The challenge presented by a driving restriction policy lies in people's natural preference for fast and convenient transportation, and their ability to circumvent rationing policies of this sort. We looked more closely at this phenomenon in Beijing, and examined two questions: Are car owners discouraged from driving because of this policy? If, instead, car owners are sidestepping the driving restrictions, who are the rule breakers?
We used data from a household travel survey in Beijing to answer these questions, specifically looking at "simple tours"—a round trip in which an individual starts from home as an anchor and visits another place with a single purpose on a single day. For the simple tours, 31.7 percent were made by bus, 17.1 percent by car, 15.5 percent by walking, and 12.2 percent by subway. The rest were shared by bicycle, powered two-wheelers, and other modes. To identify whether and to what degree driving restrictions would change individual choices of transportation, we used a model that controlled for different variables that may be correlated with mode choice, such as the distance of a trip and the number of bus stops along the way. We found that the driving restriction policy in Beijing does not significantly influence an individual's choice to drive.
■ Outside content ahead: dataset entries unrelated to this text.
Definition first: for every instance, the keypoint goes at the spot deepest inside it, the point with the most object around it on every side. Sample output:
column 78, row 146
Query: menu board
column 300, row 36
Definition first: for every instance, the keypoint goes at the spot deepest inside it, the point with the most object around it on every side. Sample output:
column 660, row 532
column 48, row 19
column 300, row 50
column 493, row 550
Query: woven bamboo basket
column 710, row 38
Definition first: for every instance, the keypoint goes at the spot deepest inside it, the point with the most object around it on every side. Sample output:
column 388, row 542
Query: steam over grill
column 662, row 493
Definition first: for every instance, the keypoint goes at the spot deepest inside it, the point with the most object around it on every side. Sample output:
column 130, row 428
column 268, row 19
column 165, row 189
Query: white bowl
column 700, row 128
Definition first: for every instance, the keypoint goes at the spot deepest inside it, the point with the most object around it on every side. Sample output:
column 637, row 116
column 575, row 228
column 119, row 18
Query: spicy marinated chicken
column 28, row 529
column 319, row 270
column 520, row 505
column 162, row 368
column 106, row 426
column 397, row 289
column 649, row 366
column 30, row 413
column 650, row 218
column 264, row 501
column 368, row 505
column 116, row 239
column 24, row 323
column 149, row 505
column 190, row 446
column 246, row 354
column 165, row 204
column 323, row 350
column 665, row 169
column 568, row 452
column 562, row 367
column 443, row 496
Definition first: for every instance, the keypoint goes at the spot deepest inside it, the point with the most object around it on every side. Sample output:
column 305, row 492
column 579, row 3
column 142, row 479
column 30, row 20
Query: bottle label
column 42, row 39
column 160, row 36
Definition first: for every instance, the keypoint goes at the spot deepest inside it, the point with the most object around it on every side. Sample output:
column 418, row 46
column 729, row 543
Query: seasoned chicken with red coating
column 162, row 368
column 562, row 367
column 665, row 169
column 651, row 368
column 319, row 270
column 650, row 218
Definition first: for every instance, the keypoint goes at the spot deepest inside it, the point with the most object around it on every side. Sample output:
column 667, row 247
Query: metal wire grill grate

To learn more about the rule breakers, we identified 730 cars that were subject to the restriction rules. Of those, 349 car users, or about 47.8 percent, broke the driving restriction rules. These rule breakers tended to be male, earn higher incomes, and travel during peak hours. In addition, the probability of breaking driving restrictions was higher if the trip destination was farther away from the city center, in a place not as well served by public transit, and equipped with fewer surveillance cameras or police patrols.
Drivers in Beijing have found other ways to circumvent the driving restriction policy, as well. For instance, we found that 92 car owners (about 12.6 percent) who were subject to driving restrictions left home before 7:00 a.m., possibly choosing to leave early to avoid the driving restrictions. Other tactics include purchasing multiple cars with different license plate numbers, covering or borrowing license plates—or even purchasing them on the budding black market.
According to the Beijing Municipal Commission of Transportation, the driving restrictions and the license plate policy together have been effective in curbing air pollution and traffic congestion. But our research suggests that these command-and-control policies are only effective for a very short period of time. Relieving the city of these negative consequences of driving will require more market-oriented transportation policies and a more comprehensive policy package that combines other available tools, such as congestion tolls, expansion of the subway system, parking fees, fuel taxes, and high-speed transit facilities.
Goeschl, Timo, Wang, Lanlan, Jintao Xu, Xinye Zheng, and Ping Qin. 2013. Will a Driving Policy Restriction Reduce Car Trips? A Case Study of Beijing, China. EfD discussion paper 13-11. Washington, DC: Environment for Development and RFF.